In deze zaak heeft de voorzieningenrechter op 7 april 2022 uitspraak gedaan over een verzoek om een voorlopige voorziening in het kader van een omgevingsvergunning die was verleend aan een vergunninghoudster voor de bouw van een bedrijfshal in Helmond. De vergunninghoudster had op 24 januari 2022 een omgevingsvergunning aangevraagd voor het bouwen van een bedrijfshal met kantoor, het plaatsen van een erfafscheiding en reclame, en het wijzigen van een uitweg. Verzoeker, die woont in de nabijheid van de projectlocatie, heeft bezwaar gemaakt tegen dit besluit en verzocht om een voorlopige voorziening. De voorzieningenrechter heeft vastgesteld dat verzoeker een rechtstreeks betrokken belang heeft bij het besluit, aangezien hij zicht heeft op de projectlocatie.
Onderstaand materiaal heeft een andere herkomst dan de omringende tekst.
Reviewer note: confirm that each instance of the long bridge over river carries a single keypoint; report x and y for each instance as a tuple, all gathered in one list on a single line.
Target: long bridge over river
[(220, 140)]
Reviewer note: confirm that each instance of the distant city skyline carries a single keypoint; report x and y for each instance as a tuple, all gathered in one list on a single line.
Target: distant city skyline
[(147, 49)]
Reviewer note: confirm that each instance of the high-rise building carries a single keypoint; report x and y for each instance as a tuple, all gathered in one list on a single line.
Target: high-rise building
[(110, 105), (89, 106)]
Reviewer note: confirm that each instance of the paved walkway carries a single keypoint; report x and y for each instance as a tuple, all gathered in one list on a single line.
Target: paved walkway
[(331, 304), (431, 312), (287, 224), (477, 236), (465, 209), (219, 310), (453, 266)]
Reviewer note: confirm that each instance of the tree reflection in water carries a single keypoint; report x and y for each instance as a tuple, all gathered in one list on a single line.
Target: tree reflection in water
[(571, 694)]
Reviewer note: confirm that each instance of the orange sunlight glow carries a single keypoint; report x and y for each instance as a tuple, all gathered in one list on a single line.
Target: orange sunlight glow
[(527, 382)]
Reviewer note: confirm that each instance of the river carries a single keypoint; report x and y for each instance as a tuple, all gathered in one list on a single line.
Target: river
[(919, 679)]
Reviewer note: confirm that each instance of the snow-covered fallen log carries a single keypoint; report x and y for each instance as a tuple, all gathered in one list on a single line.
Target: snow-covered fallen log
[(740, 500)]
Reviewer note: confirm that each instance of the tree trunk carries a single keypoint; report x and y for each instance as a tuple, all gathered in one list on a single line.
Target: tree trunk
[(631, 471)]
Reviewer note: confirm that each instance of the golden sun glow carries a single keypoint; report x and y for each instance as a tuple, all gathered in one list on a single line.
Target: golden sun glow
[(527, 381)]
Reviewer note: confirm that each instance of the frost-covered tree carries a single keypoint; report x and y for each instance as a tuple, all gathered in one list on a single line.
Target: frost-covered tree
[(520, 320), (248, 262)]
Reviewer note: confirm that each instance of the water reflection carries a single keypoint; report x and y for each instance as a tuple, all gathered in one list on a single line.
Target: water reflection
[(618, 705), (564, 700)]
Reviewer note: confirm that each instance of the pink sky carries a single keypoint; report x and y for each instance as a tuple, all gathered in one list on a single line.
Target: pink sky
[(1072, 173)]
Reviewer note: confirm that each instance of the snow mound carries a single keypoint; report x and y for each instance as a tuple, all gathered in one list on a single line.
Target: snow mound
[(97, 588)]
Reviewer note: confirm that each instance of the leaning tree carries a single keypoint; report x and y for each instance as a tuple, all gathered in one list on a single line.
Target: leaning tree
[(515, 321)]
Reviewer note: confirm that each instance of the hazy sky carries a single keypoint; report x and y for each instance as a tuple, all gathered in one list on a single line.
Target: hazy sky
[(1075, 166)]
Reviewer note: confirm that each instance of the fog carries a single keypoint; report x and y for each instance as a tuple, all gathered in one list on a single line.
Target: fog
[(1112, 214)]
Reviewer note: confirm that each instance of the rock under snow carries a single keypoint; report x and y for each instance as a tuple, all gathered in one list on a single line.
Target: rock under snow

De voorzieningenrechter heeft overwogen dat de vergunninghouder gebruik heeft gemaakt van binnenplanse afwijkingsbevoegdheden om de bouwhoogte van de hal te verhogen van 10 naar 16,5 meter. De voorzieningenrechter oordeelt echter dat het stapelen van deze afwijkingsbevoegdheden niet is toegestaan, omdat er verschillende criteria gelden voor het gebruik van deze bevoegdheden. De voorzieningenrechter heeft ook vastgesteld dat de bouwtekeningen niet voldoen aan de eisen voor een ondergeschikt bouwdeel, waardoor de vergunning niet op de juiste wijze is verleend.
Desondanks heeft de voorzieningenrechter het verzoek om schorsing van de omgevingsvergunning afgewezen, omdat verweerder de mogelijkheid heeft om de vergunning te herstellen in de bezwaarfase. De voorzieningenrechter heeft geconcludeerd dat de vergunning vergunbaar is met toepassing van de relevante wetgeving en dat er geen aanleiding is voor een voorlopige voorziening. De uitspraak is openbaar gemaakt en er staat geen rechtsmiddel open tegen deze beslissing.